An approach to FTDNA's Big Y test


Over the coming week, I'll be contacting many of you to see if we can pool our resources within our Lineages so we can get a couple people in each Lineage to take the new Big Y test from Family Tree DNA.

If you've read any of my notes, website posts, or listened to our Blog Talk Radio shows then you know I'm obsessed by SNPs. These are the definitive way to prove relationships back before the credible use of genealogical records.

Any claims made before the 1500s in records research are highly suspect, yet people keep making them. SNPs can provide certainty, but many of us are stuck with our SNPs. I've been stuck with L193 for several years. L193 dates to about 800 to 1,000 years ago, so it's been useful. But it would certainly be helpful to break apart my L193 Group A1 into sub groups roughly correlated to a more recent time frame.

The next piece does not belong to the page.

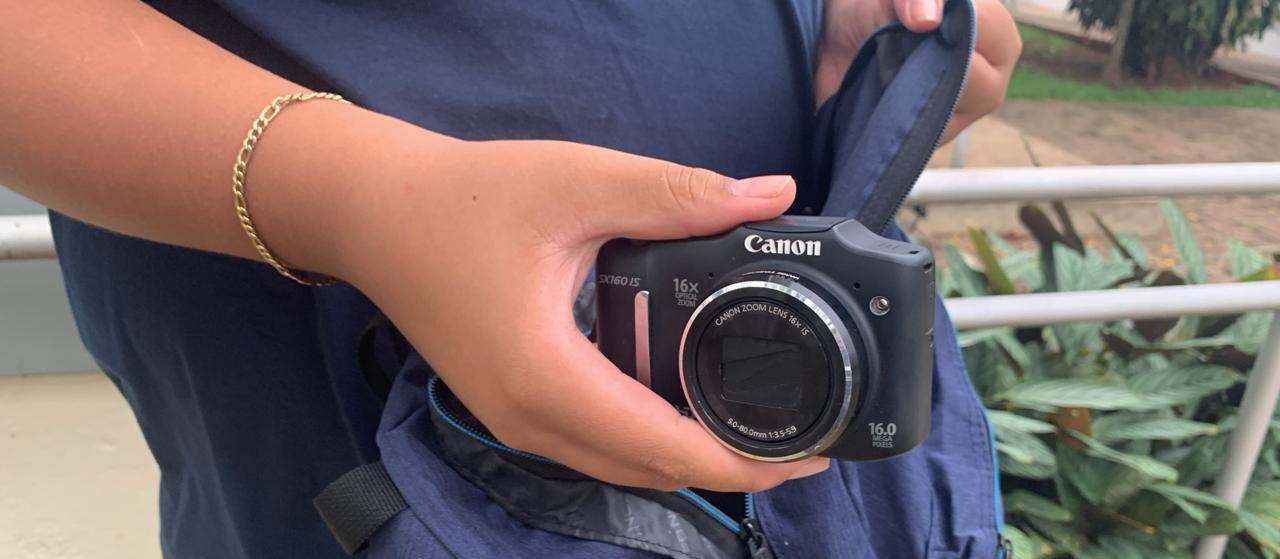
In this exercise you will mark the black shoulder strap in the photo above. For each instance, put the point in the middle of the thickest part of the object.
(359, 503)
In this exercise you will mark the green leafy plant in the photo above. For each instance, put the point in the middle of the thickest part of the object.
(1161, 36)
(1110, 434)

L193 Group A1 is a group that was deduced using, first, L193 and then using STR markers to make an educated guess at subgroups.

Rather than test for static, known SNPs, FTDNA's Big Y test will identify new ones that are more recent.

The new test will provide results on 10,000,000 base-pairs and approximately 25,000 SNPs on the Y chromosome.

The price of the test is reduced through the end of November to $495. It's normally $695.

No new swab is required as long as the sample in storage is in good shape.

Bennett Greenspan, Chairman of FTDNA says, “If the WTY (Walk the Y) was the moon shot, then this is the mission to Mars.”

WHY SNP TESTING?

Several of our lineages have "cracked open" thanks to SNP testing. Now we know that the S21 Lineage is actually several groups - Argyle, Caithness, and our Z9 participant. We have used a SNP to confirm our Herdmanston Lineage and it has several extraordinary name matches. We've identified our Exeter New Hampshire Lineage and it has some extremely interesting name matches. All of this is thanks to the willingness of our participants to use SNP testing.

With this SNP testing, we will finally get progress on our Argyle Z2 Lineage, our E1b Lineage, and many others.

In a radio interview a couple years ago, Bennett Greenspan told me we're very close to connecting the branches of the DNA tree to the leaves. You and I are the leaves. The branches are our ancestors in the middle ages.

I hope many of you will join this important chapter in our DNA study.